NEW YORK (NYTIMES) - Which was the saddest day of them all? This is the question you may be asking yourself, surveying the wreckage of 2020 thus far.
There are so many contenders: Was it March 12, the day after Tom Hanks announced he was sick and the NBA announced it was cancelled? Was it June 1, the day peaceful protesters were tear-gassed so that US President Donald Trump could comfortably stroll to his Bible-wielding photo op?
Actually, it was neither, according to the Computational Story Lab of the University of Vermont.
Instead, its answer is May 31.
That was not only the saddest day of 2020 so far, but it was also the saddest day recorded by the lab in the last 13 years. Or at least, the saddest day on Twitter.
The researchers call it the Hedonometer. It is the invention of lab co-directors Chris Danforth and Peter Dodds, both mathematicians and computer scientists.
The Hedonometer has been up and running for more than a decade now, measuring word choices across millions of tweets, every day, the world over, to come up with a moving measure of well-being.
In fact, the last time The New York Times checked in with the Hedonometer team in 2015, the main finding was the tendency towards relentless positivity on social media.

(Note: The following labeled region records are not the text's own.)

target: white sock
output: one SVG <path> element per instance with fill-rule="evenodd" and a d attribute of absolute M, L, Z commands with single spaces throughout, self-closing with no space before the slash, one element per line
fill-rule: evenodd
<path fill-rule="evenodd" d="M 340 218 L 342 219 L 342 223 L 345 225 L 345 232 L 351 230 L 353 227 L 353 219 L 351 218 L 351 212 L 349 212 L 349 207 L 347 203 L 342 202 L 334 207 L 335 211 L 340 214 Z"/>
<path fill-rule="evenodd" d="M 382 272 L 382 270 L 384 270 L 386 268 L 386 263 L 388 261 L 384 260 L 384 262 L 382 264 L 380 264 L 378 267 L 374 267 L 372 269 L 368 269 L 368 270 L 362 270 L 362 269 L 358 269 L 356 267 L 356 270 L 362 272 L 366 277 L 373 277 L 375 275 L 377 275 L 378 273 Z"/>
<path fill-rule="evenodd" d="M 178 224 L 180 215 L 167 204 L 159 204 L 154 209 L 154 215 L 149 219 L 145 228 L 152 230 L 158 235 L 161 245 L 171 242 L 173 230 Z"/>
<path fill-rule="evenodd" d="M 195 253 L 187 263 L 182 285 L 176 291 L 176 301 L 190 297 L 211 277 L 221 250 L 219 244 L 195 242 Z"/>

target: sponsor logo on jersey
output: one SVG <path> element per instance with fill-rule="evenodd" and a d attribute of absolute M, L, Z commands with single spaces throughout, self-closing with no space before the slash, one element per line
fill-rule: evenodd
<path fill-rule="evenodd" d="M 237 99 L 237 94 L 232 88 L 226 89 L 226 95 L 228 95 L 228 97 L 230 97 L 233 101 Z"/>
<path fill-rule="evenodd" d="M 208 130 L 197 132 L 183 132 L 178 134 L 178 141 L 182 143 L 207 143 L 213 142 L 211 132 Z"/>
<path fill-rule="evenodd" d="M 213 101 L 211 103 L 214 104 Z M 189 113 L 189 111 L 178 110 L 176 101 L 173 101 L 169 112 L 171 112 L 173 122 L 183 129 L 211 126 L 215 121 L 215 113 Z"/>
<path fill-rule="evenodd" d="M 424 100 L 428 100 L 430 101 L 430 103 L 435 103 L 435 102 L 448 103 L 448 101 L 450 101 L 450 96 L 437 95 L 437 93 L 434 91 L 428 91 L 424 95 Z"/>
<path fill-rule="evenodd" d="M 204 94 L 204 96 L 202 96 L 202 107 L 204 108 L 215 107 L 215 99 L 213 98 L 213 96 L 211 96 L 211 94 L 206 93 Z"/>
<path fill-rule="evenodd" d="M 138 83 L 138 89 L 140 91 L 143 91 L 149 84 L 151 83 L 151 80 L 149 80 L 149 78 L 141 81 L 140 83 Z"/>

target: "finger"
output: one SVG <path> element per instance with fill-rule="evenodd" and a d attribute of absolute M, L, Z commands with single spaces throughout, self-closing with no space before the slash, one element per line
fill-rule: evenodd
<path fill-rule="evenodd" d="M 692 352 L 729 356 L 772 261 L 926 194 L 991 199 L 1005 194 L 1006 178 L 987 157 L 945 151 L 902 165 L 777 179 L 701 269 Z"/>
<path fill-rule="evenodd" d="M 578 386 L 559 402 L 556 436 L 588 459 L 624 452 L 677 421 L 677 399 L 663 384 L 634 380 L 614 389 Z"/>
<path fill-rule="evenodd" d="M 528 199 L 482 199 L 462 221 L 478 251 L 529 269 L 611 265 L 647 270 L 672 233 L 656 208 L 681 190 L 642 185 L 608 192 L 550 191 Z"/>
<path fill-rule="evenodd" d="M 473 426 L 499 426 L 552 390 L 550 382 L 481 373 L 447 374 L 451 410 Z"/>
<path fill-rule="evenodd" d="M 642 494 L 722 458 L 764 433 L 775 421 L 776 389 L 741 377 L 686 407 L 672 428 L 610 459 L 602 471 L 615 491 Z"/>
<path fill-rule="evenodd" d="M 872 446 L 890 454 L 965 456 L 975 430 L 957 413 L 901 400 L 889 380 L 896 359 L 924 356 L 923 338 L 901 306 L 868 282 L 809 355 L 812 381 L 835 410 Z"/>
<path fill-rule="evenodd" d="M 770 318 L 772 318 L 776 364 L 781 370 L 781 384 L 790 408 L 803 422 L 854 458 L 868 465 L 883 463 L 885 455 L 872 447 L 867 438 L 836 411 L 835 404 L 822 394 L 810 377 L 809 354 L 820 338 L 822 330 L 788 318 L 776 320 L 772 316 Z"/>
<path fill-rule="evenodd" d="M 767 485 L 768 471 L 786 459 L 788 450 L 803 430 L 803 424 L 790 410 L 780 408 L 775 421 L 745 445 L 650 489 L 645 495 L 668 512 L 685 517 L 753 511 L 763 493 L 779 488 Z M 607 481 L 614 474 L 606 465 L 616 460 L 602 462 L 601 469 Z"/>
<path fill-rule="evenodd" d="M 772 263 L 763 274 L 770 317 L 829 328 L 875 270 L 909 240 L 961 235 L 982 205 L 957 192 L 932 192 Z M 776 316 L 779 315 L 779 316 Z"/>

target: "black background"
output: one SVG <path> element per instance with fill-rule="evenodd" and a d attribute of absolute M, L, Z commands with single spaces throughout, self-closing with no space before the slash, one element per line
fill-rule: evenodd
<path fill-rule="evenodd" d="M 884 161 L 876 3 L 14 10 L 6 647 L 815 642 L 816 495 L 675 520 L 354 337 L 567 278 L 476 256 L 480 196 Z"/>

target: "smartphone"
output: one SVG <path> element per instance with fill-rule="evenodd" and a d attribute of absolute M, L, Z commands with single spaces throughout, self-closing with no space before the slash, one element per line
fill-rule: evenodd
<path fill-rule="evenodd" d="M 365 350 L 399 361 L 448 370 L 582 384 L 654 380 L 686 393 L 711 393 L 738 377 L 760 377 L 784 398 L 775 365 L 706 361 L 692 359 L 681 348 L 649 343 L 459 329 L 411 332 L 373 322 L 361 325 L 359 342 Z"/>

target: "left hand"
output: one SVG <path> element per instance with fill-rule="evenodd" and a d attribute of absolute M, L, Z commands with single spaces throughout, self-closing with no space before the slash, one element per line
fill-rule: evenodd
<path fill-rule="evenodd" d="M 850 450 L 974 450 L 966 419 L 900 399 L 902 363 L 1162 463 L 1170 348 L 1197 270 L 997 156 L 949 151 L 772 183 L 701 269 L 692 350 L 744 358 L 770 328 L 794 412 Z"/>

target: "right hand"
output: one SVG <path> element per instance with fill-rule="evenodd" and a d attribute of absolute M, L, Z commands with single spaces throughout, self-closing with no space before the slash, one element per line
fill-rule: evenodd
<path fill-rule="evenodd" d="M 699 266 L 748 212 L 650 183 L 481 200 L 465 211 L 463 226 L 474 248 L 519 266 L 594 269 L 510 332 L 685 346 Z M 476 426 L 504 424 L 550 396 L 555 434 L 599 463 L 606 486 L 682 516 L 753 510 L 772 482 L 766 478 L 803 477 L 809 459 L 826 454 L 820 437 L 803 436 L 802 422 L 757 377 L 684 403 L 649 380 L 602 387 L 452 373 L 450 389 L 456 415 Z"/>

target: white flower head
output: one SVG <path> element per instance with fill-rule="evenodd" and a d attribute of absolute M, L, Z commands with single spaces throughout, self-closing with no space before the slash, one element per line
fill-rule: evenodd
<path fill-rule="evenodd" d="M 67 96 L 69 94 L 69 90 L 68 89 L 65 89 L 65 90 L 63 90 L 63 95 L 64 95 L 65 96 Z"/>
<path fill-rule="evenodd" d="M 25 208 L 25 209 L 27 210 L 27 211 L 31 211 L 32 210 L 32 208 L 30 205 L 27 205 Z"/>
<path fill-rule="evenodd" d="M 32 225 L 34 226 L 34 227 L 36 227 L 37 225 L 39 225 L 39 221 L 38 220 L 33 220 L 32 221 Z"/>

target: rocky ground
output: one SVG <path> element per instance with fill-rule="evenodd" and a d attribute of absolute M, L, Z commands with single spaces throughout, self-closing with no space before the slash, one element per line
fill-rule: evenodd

"One of the happiest years on Twitter, at least for English," Professor Danforth said. "Since then it has been a long decline."
What has remained constant is this: "Happiness is hard to know. It's hard to measure," he said.
The Lab is part of a small but growing field of researchers who try to parse the national mental health through the prism of online life.
After all, never before have we had such an incredible stockpile of real-time data to choose from. And never has that stockpile towered as high as it does now: In the first months of the pandemic, Twitter reported a 34 per cent increase in daily average user growth. Without normal social life as antidote and anchor, social media now feels more like real life than ever before.
Since 2008, the Hedonometer has gathered a random 10 per cent of all public tweets, every day, across a dozen languages. The tool then looks for words that have been ranked for their happy or sad connotation, counts them and calculates a kind of national happiness average based on which words are dominating the discourse.
On May 31, the most commonly used words on English-language Twitter included "terrorist", "violence" and "racist". This was about a week after black American George Floyd was killed, near the start of the protests that would last all summer.
Since the beginning of the pandemic, the Hedonometer's sadness readings have set multiple records.
This year, "there was a full month of days that the Hedonometer was reading sadder than the Boston Marathon day", Prof Danforth said. "Our collective attention is very ephemeral. So it was really remarkable that the instrument, for the first time, showed this sustained, depressed mood, and it got even worse when the protests started."
Professor James Pennebaker, founder of online language analysis and a social psychologist at the University of Texas at Austin, became interested in what the choice of words reveals about our moods and characters - exactly at the moment when the Internet was first supplying such an enormous stockpile of text to draw from and consider.
"These digital traces are markers that we're not aware of, but they leave marks that tell us the degree to which you are avoiding things, the degree to which you are connected to people," said Prof Pennebaker, author of The Secret Life Of Pronouns, among others. "They are telling us how you are paying attention to the world."
Professor Munmun De Choudhury, from the School of Interactive Computing at Georgia Tech, is also examining digital data for insights into well-being. In 2013, she and her colleagues found that by looking at new mothers on social media, they could help predict which ones might develop postpartum depression, based on their posts before the babies' births.
One of the most telling signs?
The use of first-person singular pronouns, like "I" and "me". "If I'm constantly talking about 'me', it means my attention has inward focus," she said. "In the context of other markers, it can be a correlate of mental illness."
This finding first emerged in the work of Prof Pennebaker.
You may be wondering if Twitter is really a representative place to check the state of the population's mental health. After all, many users tend to refer to it by nicknames such as "hellsite" and "sewer". Some studies have shown that frequent social media use is correlated with depression and anxiety.
Can we really discern national happiness based on this particular digital environment and the fraction of the population - one in five last year - that regularly use Twitter? Dr Angela Xiao Wu, an assistant professor of media, culture and communication at New York University, thinks we cannot.
She argues that in the rush to embrace data, many researchers ignore the distorting effects of the platforms themselves. We know Twitter's algorithms are designed to keep us hooked on our timelines, emotionally invested in the content and coaxed towards remaining in a certain mental state.
"If social scientists then take your resulting state, after all these interventions that these platforms have worked on you, and derive from that a national mood? There's a huge part of platform incitement that's embedded in the data, but is not being identified," she said.
Indeed, Dr Johannes Eichstaedt, a computational social scientist at Stanford and a founder of the World Well-Being Project, concedes that the methods like the ones his own lab uses are far from perfect. "I would say it's about a C+," he said. "It's not that accurate, but it's better than nothing."